The Transportation Safety Board of Canada is calling for mandatory risk mitigation measures for vessels operating in the Canadian Arctic after a passenger boat ran aground nearly three years ago.
The vessel, the Akademik Ioffe, was grounded on rocky shoal in the western Gulf Boothia near Kugaaruk, Nunavut, with 102 passengers and 61 crew on board in August 2018.
It happened while it was chartered by Arctic expedition cruise company One Ocean Expeditions.
A report released Friday by the safety board said One Ocean’s expedition leader changed the voyage’s itinerary because of rough sea conditions on the morning of Aug. 28, 2018. The Canadian Coast Guard approved the change.
But the investigation found the boat went through a part of the Canadian Arctic that hadn’t been mapped to modern standards, and where none of its crew had ever been. The vessel’s master also used charts that were out of date.
“The area where the Akademik Ioffe ran aground is a very remote portion of the Canadian Arctic, normally covered in ice for much of the year, and has a short navigation season,” the report states.
No one from One Ocean Expeditions immediately responded to a request for comment on the report.
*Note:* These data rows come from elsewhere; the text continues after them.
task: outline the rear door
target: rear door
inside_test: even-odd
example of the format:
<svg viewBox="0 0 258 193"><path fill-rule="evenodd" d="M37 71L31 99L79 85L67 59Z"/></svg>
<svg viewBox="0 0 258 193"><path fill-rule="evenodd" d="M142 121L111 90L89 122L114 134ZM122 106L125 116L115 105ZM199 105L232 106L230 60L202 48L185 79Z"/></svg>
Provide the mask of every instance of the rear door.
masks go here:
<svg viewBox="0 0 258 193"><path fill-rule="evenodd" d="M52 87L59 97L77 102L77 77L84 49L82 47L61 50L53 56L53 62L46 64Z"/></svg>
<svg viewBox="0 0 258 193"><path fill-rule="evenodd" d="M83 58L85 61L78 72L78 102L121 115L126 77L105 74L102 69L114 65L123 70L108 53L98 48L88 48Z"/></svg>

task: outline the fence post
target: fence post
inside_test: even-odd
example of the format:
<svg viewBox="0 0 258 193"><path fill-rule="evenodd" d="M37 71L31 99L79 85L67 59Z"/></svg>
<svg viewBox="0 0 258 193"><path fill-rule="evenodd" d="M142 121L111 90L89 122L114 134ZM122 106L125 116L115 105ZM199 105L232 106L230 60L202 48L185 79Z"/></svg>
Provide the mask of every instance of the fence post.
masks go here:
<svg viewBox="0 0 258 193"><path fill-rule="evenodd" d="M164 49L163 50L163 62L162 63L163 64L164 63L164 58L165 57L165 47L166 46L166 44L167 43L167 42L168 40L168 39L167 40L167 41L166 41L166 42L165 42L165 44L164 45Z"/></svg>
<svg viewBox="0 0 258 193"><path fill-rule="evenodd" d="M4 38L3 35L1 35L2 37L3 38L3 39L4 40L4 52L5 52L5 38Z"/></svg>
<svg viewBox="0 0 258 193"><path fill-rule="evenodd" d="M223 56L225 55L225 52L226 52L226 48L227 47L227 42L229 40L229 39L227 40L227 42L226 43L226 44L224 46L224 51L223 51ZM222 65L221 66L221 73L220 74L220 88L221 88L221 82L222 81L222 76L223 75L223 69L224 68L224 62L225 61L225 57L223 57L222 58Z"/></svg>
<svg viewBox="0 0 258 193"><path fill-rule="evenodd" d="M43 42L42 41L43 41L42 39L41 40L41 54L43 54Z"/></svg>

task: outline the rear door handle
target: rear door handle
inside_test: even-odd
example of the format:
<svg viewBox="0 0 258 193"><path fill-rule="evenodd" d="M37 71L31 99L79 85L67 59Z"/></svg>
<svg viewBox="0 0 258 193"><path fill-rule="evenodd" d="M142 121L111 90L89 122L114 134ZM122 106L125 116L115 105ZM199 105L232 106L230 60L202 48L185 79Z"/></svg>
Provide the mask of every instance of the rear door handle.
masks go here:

With choppy waters, the report says the vessel’s helmsman, who would normally act as a lookout, had to hand steer the vessel as it entered the narrows.
“No other crew were tasked with monitoring the echo sounders and keeping lookout. As a consequence, they did not notice the under-keel water depth steadily decrease.”
The vessel then entered shallow waters where it sailed for more than four minutes before it was grounded. The investigation found the boat’s alarm system to detect low water had been turned off.
“Before the occurrence, the master did not brief the crew regarding the revised voyage plan and the vessel’s proximity to shoal hazards,” says the report.
The vessel sent out a distress message and two coast guard vessels were sent out to help the boat.
Around 11:30 p.m., the Akademik Ioffe was refloated. Passengers were transferred to its sister ship, the Akademik Sergey Vavilov, early the next morning and taken to Kugaaruk.
According to the report, the Akademik Ioffe took on “extensive structural and hull damage.”
Two fuel oil bunker tanks and two ballast water tanks were breached and flooded with sea water to their maximum capacity. As a result, 81 litres of fuel oil spilled into the ocean, covering about one square kilometre.
The board said the vessel’s safety operations didn’t meet the international standard and emergency procedures for the vessel being grounded didn’t exist in the crew’s manual.
The board also said the bridge team had been using an over-zoomed view of the narrows where the vessel was eventually grounded.
The board’s investigation found there were communication gaps in how the crew informed passengers about what was happening.
“Many of the Akademik Ioffe’s passengers were immediately concerned when the vessel ran aground; they heard loud crushing noises and felt vibrations throughout the vessel,” the report states.
But it says the boat’s master did not sound the alarm because he thought it would create panic among passengers and interfere with the crew’s response.
“Until the coastal waters surrounding the Canadian Arctic Archipelago are surveyed to modern or adequate hydrographic standards and, if alternate mitigation measures are not put in place, there is a persistent risk that vessels will make unforeseen contact with the sea bottom,” the report states.
Three passenger vessels and one chartered yacht have been grounded in the Canadian Arctic over the last 25 years, the board said.